True to form, the good burghers of Haringey, where the Poundland ex-muration took place, represented by local councillor Alan Strickland, launched a campaign to halt the sale, even writing to the Arts Council seeking an urgent ban on the artwork’s export.

“People all over the country are rightly disgusted that a gift to the community could be privately sold for huge profit in this way and are demanding that the auction house abandons or postpones the sale and returns the artwork to Wood Green,” he [Mr Strickland] said in a letter to Sir Peter Bazalgette, chairman of the Arts Council of England.

Leaving aside the question whether people across the nation really feel that strongly about the alleged “gift to the community”, or are in fact stifling their giggles at this bonfire of vanities, there does not seem to be any legal basis on which to prevent a lawful sale by the lawful owner, if such it be. Regulations intended to protect notable works of art don’t apply to recently daubed graffiti, however much one might wish they did. And just how edgy would such artworks be, if they enjoyed such protection? One can imagine Banksy himself, the great épateur of the bourgeoisie, packing up his stencil kit and spraycans in disgust.

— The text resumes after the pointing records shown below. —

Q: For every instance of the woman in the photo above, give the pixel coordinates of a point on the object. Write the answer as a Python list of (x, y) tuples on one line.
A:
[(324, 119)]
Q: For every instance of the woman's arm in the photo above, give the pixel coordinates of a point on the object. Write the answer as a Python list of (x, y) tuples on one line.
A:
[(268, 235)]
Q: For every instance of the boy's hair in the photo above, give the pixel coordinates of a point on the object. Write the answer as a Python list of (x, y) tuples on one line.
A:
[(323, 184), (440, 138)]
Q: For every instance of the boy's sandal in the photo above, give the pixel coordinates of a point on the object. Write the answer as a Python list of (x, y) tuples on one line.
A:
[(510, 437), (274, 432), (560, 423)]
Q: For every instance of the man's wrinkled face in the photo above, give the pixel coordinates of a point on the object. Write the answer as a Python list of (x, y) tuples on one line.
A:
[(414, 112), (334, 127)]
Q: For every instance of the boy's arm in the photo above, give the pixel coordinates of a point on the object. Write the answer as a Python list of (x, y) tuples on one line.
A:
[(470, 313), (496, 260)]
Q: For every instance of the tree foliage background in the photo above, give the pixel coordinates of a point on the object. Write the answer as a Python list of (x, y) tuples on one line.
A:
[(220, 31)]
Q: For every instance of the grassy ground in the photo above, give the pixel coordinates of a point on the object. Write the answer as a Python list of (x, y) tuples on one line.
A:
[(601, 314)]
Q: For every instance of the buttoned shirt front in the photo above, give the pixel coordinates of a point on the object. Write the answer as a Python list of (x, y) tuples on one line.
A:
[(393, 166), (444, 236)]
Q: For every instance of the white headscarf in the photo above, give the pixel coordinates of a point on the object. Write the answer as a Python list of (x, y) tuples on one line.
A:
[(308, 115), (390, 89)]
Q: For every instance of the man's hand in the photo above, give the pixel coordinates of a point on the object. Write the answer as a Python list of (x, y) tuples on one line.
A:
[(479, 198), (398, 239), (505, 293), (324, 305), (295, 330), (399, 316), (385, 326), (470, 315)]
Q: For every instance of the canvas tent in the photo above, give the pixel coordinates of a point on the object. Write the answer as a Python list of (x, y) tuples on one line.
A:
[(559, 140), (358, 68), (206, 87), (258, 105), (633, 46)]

Perhaps he has already expressed his view on the question of tameness, in this piece (left), the subject of Joshua Rozenberg’s discussion of the issues with Johanna Gibson, Professor of Intellectual Property Law at Queen Mary University, London.

Late Reprieve

According to Reuters, Slave Labour and another mural attributed to Banksy were pulled from the sale at the 11th hour by Fine Art Auctions, despite claims that all “due diligence” had been done. Since its removal, Slave Labour has been replaced with another mural, or rather several murals, one of which warns “Danger – thieves” and another depicts the telltale rat holding a note asking “Why?”